The life of a so-called “millennial” is often misunderstood. For members of older generations, the panoply of digital technologies readily available to the generally tech-savvy young people of today seem to present a much easier way of living than the way they themselves once experienced. However, life in the modern digital age has its complications, a point that playwright Amy Dauer, the writer of How to Adult: The Musical which premiered at the 2016 edition of the Vancouver Fringe Festival, would no doubt be very quick to make.

The Vancouver Fringe Festival is an annual event showcasing the best and brightest talent in local, independent and contemporary theatre, featuring a massive lineup of plays ranging from physical comedies to serious dramas to experimental works–all taking place over a frenetic two week period. I had the opportunity to attend a performance of How to Adult: The Musical, a hilarious theatrical joyride that managed to balance extremely witty satire, which was especially cunning in its critical accuracy of the lifestyle tropes of young people living in Vancouver. It also bent the standards of the musical theatre genre through the utilization of an efficient narrative storytelling that never once felt stale or overly conventional.

How to Adult told the story of three twenty-something year-old women, Holly, Imogen and Rosie, living together in an apartment, each stuck at a different crossroads in their young lives. Each of them carried a contrastingly different personality, with Holly being introduced in sharp business clothes having just lost her job, conversing with boisterous Rosie who had just gone through a separation from her latest boyfriend, and introverted Imogen, who, while this conversation took place between Holly and Rosie, simply sat on the couch, huddled in a blanket, watching Netflix on her laptop, paying no mind to the drama playing out in front of her.

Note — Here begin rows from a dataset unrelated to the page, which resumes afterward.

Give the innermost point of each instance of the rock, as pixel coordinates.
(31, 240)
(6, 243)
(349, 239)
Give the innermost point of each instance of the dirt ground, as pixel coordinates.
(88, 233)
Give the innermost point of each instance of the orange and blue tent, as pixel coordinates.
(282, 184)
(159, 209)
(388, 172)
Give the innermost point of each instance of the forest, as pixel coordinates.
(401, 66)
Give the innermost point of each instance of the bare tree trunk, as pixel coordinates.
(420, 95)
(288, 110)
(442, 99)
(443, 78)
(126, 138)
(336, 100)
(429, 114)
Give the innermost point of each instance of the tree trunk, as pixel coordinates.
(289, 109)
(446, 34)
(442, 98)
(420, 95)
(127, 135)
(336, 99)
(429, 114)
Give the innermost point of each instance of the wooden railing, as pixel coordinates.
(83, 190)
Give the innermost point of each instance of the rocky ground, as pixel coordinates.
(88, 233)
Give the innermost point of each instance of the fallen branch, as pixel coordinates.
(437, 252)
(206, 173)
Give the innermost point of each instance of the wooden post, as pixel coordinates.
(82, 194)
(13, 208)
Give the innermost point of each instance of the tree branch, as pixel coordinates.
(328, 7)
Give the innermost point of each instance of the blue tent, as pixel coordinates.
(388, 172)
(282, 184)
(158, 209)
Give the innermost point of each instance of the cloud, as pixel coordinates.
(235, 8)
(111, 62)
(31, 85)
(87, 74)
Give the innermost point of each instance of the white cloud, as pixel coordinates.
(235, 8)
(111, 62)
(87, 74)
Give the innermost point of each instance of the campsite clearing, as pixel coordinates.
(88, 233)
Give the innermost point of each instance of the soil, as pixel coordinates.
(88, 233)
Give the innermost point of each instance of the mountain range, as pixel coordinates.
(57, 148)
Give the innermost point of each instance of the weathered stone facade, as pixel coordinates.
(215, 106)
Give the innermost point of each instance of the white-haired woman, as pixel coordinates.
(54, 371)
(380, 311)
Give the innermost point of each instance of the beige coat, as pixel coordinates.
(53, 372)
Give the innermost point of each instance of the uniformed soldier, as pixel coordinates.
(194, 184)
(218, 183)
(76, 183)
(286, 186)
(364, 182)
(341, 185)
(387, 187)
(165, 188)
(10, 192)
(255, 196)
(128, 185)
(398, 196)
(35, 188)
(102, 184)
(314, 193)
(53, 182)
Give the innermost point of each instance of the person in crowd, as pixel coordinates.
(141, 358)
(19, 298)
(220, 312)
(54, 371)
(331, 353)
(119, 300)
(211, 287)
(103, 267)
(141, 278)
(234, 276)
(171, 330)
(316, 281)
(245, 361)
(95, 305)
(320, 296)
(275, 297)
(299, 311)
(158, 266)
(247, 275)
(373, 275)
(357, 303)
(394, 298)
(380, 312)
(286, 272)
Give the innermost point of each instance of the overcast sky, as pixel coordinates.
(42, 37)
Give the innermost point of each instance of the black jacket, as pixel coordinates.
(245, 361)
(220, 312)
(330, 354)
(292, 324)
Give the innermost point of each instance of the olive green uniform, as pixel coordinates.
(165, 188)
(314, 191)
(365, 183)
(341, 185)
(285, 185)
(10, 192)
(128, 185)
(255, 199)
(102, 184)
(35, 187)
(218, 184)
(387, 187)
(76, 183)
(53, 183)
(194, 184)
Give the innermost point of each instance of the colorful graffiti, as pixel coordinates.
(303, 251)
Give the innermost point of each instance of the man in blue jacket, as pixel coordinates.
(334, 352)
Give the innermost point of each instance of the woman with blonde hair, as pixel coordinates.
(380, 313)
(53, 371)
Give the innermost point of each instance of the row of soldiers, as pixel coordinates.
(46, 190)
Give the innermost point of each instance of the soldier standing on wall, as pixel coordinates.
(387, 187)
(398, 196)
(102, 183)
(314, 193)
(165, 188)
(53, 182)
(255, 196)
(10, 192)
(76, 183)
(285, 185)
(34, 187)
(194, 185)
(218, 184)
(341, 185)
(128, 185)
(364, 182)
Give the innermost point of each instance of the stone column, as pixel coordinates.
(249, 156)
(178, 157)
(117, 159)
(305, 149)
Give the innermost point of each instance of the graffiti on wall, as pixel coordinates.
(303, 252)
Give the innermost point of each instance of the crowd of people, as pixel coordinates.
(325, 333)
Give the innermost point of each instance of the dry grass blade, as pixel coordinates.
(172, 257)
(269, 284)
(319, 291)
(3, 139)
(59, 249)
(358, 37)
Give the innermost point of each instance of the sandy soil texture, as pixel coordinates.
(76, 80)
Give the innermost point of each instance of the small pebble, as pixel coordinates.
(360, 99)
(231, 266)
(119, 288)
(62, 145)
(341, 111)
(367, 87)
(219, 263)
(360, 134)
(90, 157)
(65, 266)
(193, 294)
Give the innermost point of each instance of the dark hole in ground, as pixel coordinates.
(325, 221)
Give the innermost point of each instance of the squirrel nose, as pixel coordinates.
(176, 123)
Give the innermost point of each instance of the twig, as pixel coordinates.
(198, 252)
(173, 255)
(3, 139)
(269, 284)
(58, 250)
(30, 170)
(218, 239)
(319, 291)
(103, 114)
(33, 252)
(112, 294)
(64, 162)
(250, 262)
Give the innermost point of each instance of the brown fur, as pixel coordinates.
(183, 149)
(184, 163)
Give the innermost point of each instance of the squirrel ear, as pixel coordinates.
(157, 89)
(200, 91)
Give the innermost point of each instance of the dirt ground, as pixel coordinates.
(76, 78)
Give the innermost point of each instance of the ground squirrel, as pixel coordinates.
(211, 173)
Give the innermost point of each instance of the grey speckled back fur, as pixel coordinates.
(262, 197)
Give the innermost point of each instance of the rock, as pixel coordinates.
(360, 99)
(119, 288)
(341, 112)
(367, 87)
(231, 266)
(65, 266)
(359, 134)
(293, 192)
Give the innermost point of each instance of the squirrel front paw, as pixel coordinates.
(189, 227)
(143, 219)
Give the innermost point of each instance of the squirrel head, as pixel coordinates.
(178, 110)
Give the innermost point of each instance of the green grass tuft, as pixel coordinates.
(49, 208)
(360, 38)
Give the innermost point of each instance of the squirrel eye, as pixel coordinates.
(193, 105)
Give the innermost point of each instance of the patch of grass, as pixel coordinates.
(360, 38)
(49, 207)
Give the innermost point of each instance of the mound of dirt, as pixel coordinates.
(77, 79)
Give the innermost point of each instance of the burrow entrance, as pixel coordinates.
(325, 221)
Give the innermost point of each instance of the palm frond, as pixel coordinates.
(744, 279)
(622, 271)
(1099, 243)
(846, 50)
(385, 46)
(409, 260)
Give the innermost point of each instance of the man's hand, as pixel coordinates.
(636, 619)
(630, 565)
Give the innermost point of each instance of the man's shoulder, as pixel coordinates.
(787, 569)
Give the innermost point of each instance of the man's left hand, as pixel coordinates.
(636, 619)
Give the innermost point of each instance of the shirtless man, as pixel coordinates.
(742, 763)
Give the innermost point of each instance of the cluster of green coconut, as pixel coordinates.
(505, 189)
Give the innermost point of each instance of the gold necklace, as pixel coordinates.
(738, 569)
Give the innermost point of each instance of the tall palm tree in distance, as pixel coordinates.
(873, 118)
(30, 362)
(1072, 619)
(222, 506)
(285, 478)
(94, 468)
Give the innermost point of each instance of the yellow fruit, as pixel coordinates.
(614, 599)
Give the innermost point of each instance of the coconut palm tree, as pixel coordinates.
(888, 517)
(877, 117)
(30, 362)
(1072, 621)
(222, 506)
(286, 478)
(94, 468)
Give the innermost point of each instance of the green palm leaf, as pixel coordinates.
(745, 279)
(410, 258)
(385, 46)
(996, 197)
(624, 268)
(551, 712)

The three women deliberated on their respective struggles with adult life; Holly overexerts herself by being too career-minded and needs a job that will allow her to calm down, Rosie carried anxieties about being single and alone, while Imogen struggled with social anxieties and therefore felt disconnected from her community. The roommates decide to create a list to “adult the fuck up” (as they poignantly sing in a song of the same title), specifically counteracting their respective problems.

The songs written for this piece, all of which very well performed by the actors, were at once hilarious and pugnaciously accurate in their anecdotal portrayal of each of the characters’ problems. The songs served to create intervals in the piece from which the issues that the characters encountered could be summarized and dealt with in a systematic way, thus breaking up the narrative in a pleasingly entertaining fashion.

Following from the creation of the aforementioned “adult the fuck up” list, the drama built up as Rosie met Graham, a top-knotted, sleeveless hoody-wearing, cuffed jeans-adorning, tattooed barista with a strange obsession for Betta fish and a penchant for bragging about traveling to exotic and trendy destinations. This genius bit of prototypical Vancouverite-hipster typecasting matches in with the director’s illustration of each character as a clearly identifiable Vancouver personality. From the perennially yoga-clothed, latte-sipping Rosie, to the career-oriented downtown office-dwelling Holly to the Netflix-obsessed shut-in Imogen, each character embodied a clearly identifiable stereotype within Vancouver culture amongst various factions of young people.

The plot gathered even more steam as the audience discovered that Graham also happened to be Imogen’s brother and Holly’s ex-boyfriend. Rosie developed a crush on Graham, and some easily foreseeable romantic love-triangle/sibling-rivalry drama ensued. The piece concluded with a feel-good ending, wherein each character discovered that they don’t need a list to learn how to be adults, they simply had to be themselves and let life happen as they do the things they love to do.

Though this ending was of course an extremely stereotypical one within narrative storytelling, this is precisely what made How to Adult so interesting. The writer, Dauer, and the director, Eleanor Felton, playfully manipulated the conventions of the genre while keeping its basic structure intact, inserting cleverly unconventional character scripting, foul-mouthed ranting songs and bitingly accurate portrayals of life as a city-dwelling young person, all the while playfully poking fun at the ways in which young people choose to identify themselves in a very Vancouver-centric way. The concoction of the old and the new, the stereotypical and the unconventional, made How to Adult: The Musical a refreshing and thoroughly enjoyable experience.